Es drohen Produktverbote
Alarm schlägt nun die Zentrale Stelle Verpackungsregister. Die ZSVR kontrolliert die politisch vorgegebenen Recyclingquoten. Nun fordert die ZSVR: Die Hersteller der Rezyklate müssten aktiv gegensteuern und die Lücken zur vorgegebenen Quote zügig schließen. Und sie nimmt den Unternehmen bei der Widerrede gleich den Wind aus den Segeln. Kostenargumente allein griffen dabei deutlich zu kurz. Vielen Herstellern scheine die Brisanz der Situation nicht bewusst zu sein.
Die ZSVR droht Unternehmen direkt. „Wenn Kreisläufe nicht stattfinden, riskieren Unternehmen gesetzliche Vorschriften von Abgaben bis zu Produktverboten“, heißt es. Werde der Rezyklateinsatz nicht deutlich gesteigert, müsse der Gesetzgeber die Verantwortlichen dazu zwingen. Gemeint: Diejenigen, die verpackte Waren in den Verkehr bringen, müssen dafür sorgen, dass ihre Verpackungen die Umwelt möglichst wenig belasten.
Produktverantwortung
Europaweit gilt für Verpackungen dieselbe Regel. Der Hersteller eines Produkts muss auch für Verpackung Produktverantwortung (Vermeidung, Wiederverwendung, Verwertung) übernehmen. Die Umsetzung in Deutschland erfolgt über das Verpackungsgesetz (VerpackG). Die ZSVR führt das Verpackungsregister aller gesetzlich verpflichteten Unternehmen aus Industrie und Handel, gleicht Mengen von Herstellern und Systemen ab und sorgt mit Standards für mehr recyclinggerechtes Design bei Verpackung.

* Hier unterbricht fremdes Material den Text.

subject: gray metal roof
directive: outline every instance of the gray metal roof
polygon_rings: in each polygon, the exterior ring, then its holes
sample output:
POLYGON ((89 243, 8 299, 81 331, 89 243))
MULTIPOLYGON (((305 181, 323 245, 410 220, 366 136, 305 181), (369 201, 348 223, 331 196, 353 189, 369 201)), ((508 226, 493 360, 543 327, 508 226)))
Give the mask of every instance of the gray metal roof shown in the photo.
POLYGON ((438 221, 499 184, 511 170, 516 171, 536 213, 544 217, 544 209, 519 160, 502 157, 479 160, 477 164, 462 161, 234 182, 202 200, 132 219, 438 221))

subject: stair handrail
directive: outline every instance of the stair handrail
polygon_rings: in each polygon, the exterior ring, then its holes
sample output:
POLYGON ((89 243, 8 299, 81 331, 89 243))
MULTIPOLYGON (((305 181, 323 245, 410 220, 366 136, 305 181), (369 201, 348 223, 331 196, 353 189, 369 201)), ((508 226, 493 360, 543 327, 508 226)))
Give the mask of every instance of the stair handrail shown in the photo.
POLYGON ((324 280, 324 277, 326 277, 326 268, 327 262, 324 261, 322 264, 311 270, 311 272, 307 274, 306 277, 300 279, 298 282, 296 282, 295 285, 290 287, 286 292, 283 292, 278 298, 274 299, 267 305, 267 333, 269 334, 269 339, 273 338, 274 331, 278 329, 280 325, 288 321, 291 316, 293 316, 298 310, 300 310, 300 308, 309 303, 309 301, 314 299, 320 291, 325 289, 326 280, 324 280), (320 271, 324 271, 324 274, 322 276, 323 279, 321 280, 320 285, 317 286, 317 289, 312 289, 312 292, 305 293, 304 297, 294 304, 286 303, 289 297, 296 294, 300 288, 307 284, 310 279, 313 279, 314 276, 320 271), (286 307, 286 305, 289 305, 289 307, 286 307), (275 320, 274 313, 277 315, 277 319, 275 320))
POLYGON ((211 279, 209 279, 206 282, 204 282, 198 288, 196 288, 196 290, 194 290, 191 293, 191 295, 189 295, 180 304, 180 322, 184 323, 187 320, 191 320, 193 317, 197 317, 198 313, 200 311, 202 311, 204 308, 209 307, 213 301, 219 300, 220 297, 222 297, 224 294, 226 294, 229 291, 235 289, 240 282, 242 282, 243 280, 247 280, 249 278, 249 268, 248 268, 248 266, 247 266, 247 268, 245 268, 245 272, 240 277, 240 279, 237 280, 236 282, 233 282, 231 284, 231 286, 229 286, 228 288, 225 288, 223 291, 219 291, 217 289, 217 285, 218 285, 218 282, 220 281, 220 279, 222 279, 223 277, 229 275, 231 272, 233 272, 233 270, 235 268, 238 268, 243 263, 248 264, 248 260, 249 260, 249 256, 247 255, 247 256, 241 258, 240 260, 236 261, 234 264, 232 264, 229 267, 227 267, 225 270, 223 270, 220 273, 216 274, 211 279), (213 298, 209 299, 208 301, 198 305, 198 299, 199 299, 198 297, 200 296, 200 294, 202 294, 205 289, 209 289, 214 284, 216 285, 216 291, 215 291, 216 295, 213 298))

Am wenigsten belastet natürlich eine Verpackung, die gar nicht erst entsteht. Somit steht die Vermeidung an erster Stelle der Zielhierarchie. Was nicht vermieden werden kann, muss zumindest entweder erneut verwendet oder möglichst hochwertig recycelt werden.
Fazit: An den Recycling-Quoten zeigt sich die Macht des Marktes. Die dem Preis folgende Ökonomie schlägt die Ökologie, die sich an wünschenswerten Zielen orientiert. Absehbar ist aber dennoch, dass der Preis für Recycling steigen wird. Entweder, das wird politisch beschlossen - was wahrscheinlich ist. Oder es gehen Recyclingfirmen pleite - und spätestens wenn die Ölpreise wieder steigen werden die weniger im Markt verbliebenen Firmen ihre Preise der steigenden Nachfrage anpassen.